CiteAudit breaks citation checking into a multi-stage process using five specialized AI agents. First, an extractor agent reads the PDF and pulls out bibliographic details like title, authors, and conference. A memory agent then checks this against citations that have already been verified to skip duplicate work.

If there's no match, a web search agent queries the Google Search API and pulls the full content of the five most relevant results. A judge agent then compares the paper's citation data against the retrieved evidence, character by character. Only when that step doesn't produce a clear answer does a scholar agent search authoritative databases like Google Scholar. According to the paper, all reasoning tasks run on the locally hosted Qwen3-VL-235B model.

Commercial LLMs can't fix the problem they created

Under controlled lab conditions, commercial models still do a decent job: GPT-5.2 catches about 91 percent of all fake citations without wrongly rejecting a single one of the 3,586 genuine references. CiteAudit catches all 2,500 forgeries but incorrectly flags 167 genuine citations as hallucinated.

The real gap shows up with actual hallucinations found in published papers. GPT-5.2 still catches about 78 percent of the 467 fake citations but simultaneously flags 1,380 of 2,889 legitimate references as fakes. GPTZero falsely flags 1,358 genuine citations. Gemini 3 Pro produces fewer false positives but misses 116 of the 467 fakes.

CiteAudit identifies all 467 forgeries and only rejects 100 of the 2,889 genuine citations. Overall, the system makes the right call on 97.2 percent of all citations. It processes ten references in 2.3 seconds and—because it runs locally—doesn't rack up any token costs.

The researchers also discovered during testing that proprietary models don't run traceable searches, even when explicitly told to look things up externally. Where their implicitly retrieved documents actually come from remains a black box.
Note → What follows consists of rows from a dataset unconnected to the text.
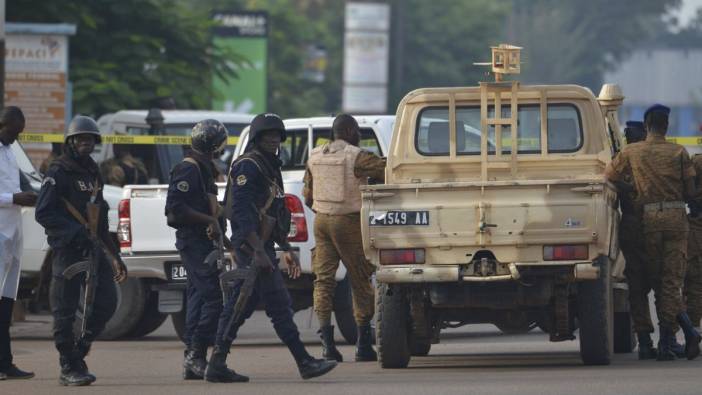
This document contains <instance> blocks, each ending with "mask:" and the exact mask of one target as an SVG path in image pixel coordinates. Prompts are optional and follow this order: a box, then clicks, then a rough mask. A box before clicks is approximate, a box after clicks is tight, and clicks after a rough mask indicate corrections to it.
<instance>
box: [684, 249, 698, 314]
mask: <svg viewBox="0 0 702 395" xmlns="http://www.w3.org/2000/svg"><path fill="white" fill-rule="evenodd" d="M683 296H684V298H685V304H686V305H687V315H689V316H690V320H691V321H692V324H693V325H695V326H700V320H701V319H702V255H698V256H696V257H694V258H692V259H689V260H688V261H687V273H686V275H685V285H684V287H683Z"/></svg>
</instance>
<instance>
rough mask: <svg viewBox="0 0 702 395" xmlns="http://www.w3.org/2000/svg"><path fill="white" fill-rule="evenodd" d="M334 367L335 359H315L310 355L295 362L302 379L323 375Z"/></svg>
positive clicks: (335, 366) (304, 379)
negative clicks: (299, 372)
mask: <svg viewBox="0 0 702 395" xmlns="http://www.w3.org/2000/svg"><path fill="white" fill-rule="evenodd" d="M335 367H336V361H328V360H324V359H316V358H313V357H310V356H308V357H307V358H304V359H302V360H301V361H298V362H297V369H298V370H299V371H300V376H302V378H303V379H304V380H307V379H311V378H314V377H319V376H322V375H325V374H327V373H329V371H330V370H332V369H334V368H335Z"/></svg>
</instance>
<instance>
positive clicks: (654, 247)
mask: <svg viewBox="0 0 702 395" xmlns="http://www.w3.org/2000/svg"><path fill="white" fill-rule="evenodd" d="M687 237H688V232H686V231H658V232H646V233H645V236H644V240H645V242H646V254H647V255H648V259H647V263H646V271H647V275H648V278H649V282H650V283H651V286H652V287H653V292H654V294H655V296H656V312H657V313H658V320H659V321H660V323H661V325H666V326H668V327H670V328H673V330H675V329H677V328H678V324H677V318H676V316H677V315H678V314H679V313H681V312H683V310H684V308H683V299H682V286H683V281H684V279H685V269H686V266H687Z"/></svg>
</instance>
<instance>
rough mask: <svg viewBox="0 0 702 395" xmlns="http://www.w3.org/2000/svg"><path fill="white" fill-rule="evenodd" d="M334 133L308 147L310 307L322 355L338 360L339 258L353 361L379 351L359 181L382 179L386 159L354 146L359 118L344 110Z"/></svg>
mask: <svg viewBox="0 0 702 395" xmlns="http://www.w3.org/2000/svg"><path fill="white" fill-rule="evenodd" d="M332 134H333V137H334V140H333V141H332V142H331V143H327V144H324V145H322V146H320V147H317V148H315V149H314V150H312V155H311V156H310V159H309V161H308V162H307V170H306V172H305V178H304V184H305V186H304V191H303V193H304V197H305V204H306V205H307V206H309V207H311V208H312V210H313V211H314V212H315V213H316V216H315V219H314V237H315V240H316V246H315V253H314V262H313V270H314V274H315V276H316V277H315V280H314V310H315V312H316V313H317V318H318V320H319V326H320V334H321V338H322V351H323V356H324V358H327V359H332V360H337V361H341V360H342V359H343V358H342V355H341V353H340V352H339V351H338V350H337V348H336V345H335V344H334V327H333V326H332V325H331V312H332V310H333V299H334V289H335V287H336V280H335V278H334V275H335V274H336V270H337V268H338V267H339V260H341V262H342V263H343V264H344V266H345V267H346V270H347V272H348V275H349V279H350V282H351V290H352V297H353V310H354V318H355V320H356V325H357V327H358V337H357V340H356V361H375V360H377V359H378V357H377V354H376V352H375V350H374V349H373V346H372V345H371V343H372V336H371V328H370V321H371V319H372V318H373V314H374V311H375V308H374V306H375V301H374V299H375V293H374V290H373V286H372V283H371V276H372V275H373V272H374V271H375V268H374V267H373V265H372V264H371V263H370V262H369V261H368V260H367V259H366V258H365V255H364V253H363V241H362V239H361V216H360V211H361V190H360V187H361V186H362V185H366V184H368V179H369V178H372V179H375V180H377V181H381V182H382V181H384V180H385V160H384V159H382V158H380V157H378V156H377V155H375V154H373V153H371V152H368V151H364V150H362V149H361V148H359V147H358V145H359V143H360V140H361V132H360V129H359V127H358V122H356V120H355V119H354V118H353V117H352V116H350V115H348V114H341V115H339V116H337V117H336V118H335V119H334V123H333V125H332Z"/></svg>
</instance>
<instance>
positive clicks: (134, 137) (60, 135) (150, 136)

The team is making CiteAudit freely available as a web application. After signing up with an email address, users can check up to 500 citations per day at no cost. Anyone who needs higher limits can plug in their own Gemini API key.

Hallucinated citations are already slipping into top conferences

Several earlier studies had already shown how widespread the problem is. Hallucinated citations have turned up in peer-reviewed papers at major conferences like NeurIPS and ACL. An investigation by GPTZero found more than 50 hallucinated references in ICLR 2026 submissions alone.

A separate Newsguard investigation in January showed that commercial AI systems fail to spot their own outputs in other areas too. Leading chatbots like ChatGPT, Gemini, and Grok couldn't identify AI-generated videos from OpenAI's Sora as artificial in the vast majority of cases. Rather than flagging their limitations, the models offered confident wrong answers and sometimes even invented news sources as evidence for fake events.